The second time I went to treatment was at Stepping Stone Center for Recovery. I started looking over the steps again and finally understood what Step One truly meant – I was powerless over ALL drugs and alcohol. My experience showed even when I wasn’t doing my drug of choice that my life was still unmanageable, and that any mind altering substance brings me back to my drug of choice and inevitably ruins my life.
I did a lot of therapy while I was in treatment at Stepping Stone to focus on why I used. All those feelings of inadequacy, not fitting in, or not being good enough for anyone were a skewed perception I had of myself. Once my therapist and I cracked that open, I was able to start working the steps with my sponsor. Step One is broken down into two parts: you’re powerless over drugs and alcohol, and your life has become unmanageable. When you grasp those ideas and really understand it, that’s doing step one. I had to look at it and tell myself that these conceptions are true and I had to believe it whole heartedly with every fiber of my being.

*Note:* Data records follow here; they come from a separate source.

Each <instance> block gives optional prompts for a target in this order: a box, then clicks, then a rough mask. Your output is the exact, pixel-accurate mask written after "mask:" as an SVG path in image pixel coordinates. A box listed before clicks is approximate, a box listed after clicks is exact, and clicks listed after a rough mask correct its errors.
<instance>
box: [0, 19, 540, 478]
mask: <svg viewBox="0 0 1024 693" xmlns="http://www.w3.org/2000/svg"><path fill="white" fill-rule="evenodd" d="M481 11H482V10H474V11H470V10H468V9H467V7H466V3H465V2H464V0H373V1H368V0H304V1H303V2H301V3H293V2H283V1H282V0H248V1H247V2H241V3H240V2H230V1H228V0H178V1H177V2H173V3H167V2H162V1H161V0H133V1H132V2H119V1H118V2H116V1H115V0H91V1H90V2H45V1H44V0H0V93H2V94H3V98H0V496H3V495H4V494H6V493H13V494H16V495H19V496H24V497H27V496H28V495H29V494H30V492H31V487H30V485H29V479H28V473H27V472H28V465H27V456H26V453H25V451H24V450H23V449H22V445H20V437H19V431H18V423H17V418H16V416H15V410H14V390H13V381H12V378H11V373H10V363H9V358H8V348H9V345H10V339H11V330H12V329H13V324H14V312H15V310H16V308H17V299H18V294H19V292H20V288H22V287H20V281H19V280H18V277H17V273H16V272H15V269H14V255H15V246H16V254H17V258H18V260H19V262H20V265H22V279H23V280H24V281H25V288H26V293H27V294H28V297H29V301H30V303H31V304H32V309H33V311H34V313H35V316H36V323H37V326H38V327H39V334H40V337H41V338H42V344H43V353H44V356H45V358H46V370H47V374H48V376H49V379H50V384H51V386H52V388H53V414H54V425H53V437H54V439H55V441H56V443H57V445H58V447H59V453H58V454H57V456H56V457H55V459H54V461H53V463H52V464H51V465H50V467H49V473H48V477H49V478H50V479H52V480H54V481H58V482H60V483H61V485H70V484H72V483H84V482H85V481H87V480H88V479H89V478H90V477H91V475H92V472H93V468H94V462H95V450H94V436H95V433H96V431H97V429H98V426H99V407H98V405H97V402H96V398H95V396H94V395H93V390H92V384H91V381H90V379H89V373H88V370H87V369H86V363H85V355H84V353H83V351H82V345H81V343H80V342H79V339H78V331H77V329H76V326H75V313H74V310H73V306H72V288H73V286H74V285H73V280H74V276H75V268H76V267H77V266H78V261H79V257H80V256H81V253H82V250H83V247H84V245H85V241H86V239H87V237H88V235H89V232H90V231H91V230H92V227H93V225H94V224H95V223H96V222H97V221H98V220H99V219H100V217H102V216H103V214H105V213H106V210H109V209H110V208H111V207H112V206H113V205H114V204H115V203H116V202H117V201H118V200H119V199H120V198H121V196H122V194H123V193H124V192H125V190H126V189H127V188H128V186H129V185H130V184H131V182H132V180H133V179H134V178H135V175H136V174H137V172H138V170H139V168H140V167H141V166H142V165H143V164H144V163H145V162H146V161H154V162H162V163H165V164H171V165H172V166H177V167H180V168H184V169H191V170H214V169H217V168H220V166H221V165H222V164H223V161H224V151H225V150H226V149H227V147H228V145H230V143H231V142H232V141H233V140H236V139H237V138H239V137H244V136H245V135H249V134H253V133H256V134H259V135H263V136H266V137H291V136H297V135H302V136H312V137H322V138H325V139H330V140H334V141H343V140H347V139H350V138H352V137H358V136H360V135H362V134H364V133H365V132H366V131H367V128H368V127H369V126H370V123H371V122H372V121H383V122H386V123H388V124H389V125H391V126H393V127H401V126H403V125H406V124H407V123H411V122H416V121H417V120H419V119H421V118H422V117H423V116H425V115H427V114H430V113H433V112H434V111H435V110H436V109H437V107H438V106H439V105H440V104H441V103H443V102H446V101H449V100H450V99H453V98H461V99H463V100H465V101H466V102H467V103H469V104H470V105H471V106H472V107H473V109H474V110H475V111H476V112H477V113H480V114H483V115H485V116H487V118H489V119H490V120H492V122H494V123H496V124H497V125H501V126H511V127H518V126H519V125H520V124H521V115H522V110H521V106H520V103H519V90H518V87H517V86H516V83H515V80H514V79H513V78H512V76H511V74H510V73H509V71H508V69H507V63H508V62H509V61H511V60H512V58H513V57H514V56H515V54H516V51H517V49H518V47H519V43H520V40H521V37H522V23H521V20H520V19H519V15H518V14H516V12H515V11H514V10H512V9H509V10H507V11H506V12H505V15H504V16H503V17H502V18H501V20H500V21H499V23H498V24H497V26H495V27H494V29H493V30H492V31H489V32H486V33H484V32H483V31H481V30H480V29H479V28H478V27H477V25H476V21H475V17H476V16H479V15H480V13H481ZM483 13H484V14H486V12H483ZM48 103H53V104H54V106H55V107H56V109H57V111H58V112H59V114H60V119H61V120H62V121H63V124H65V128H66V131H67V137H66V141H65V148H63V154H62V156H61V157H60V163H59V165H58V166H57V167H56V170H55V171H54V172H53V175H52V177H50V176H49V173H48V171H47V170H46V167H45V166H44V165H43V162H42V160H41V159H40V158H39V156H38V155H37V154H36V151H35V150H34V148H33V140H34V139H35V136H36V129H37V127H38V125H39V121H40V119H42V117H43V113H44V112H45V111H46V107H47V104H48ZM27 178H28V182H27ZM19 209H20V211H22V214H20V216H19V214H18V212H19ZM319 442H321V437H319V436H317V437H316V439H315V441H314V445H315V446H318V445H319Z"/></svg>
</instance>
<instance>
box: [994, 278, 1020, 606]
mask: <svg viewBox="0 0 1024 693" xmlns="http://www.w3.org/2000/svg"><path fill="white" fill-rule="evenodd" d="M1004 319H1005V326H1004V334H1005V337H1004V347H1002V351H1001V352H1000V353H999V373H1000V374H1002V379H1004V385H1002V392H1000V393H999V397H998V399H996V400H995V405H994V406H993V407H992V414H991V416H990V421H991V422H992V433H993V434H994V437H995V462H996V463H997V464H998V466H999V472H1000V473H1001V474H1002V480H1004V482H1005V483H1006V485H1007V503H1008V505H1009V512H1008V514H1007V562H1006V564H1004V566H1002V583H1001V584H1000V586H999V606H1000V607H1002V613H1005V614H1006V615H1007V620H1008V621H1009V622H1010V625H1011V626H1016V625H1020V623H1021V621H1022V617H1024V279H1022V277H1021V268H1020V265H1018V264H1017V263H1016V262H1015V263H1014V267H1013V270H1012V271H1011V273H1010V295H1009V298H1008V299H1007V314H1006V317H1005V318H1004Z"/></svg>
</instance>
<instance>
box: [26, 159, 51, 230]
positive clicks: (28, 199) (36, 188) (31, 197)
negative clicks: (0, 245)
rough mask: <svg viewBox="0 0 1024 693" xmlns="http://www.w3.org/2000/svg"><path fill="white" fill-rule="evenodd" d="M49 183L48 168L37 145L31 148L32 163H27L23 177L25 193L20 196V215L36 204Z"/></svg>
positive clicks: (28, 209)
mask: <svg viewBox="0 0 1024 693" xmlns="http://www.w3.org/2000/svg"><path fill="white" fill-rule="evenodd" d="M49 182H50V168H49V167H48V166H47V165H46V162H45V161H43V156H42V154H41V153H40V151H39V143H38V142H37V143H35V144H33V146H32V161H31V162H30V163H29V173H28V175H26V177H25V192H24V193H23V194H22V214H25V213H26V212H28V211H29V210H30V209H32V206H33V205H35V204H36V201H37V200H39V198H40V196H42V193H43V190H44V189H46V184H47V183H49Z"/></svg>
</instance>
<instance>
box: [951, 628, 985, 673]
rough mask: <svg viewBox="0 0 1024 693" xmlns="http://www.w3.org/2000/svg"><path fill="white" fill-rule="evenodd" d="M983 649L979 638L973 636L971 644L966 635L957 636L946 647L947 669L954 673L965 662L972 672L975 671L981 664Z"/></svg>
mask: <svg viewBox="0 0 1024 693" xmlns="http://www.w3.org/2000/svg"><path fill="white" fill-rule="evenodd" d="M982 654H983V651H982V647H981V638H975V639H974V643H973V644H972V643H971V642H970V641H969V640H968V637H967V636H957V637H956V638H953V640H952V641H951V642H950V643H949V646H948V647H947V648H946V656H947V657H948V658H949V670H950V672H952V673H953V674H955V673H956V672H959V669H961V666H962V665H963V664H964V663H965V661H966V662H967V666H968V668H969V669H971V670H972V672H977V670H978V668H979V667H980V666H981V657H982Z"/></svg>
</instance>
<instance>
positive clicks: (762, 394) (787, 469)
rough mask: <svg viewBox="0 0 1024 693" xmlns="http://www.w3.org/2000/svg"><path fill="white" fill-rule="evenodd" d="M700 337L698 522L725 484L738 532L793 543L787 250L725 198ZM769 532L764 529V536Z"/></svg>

The other 11 steps can be done and redone to figure out the kinks, and you can still stay sober. If you don’t get Step One down and don’t truly believe you’re powerless or your life is unmanageable, no matter how much you believe in a Higher Power or how much service work you’re doing, you’re not going to stay sober. For me, I had to learn the hard way, but fortunately I was able to get another chance and found a great sponsor who was able to explain things to me. A woman in my home group said something that always sticks with me: “I didn’t do anything perfectly. I’ve never worked any step perfectly, except for Step One because without that you have nothing.”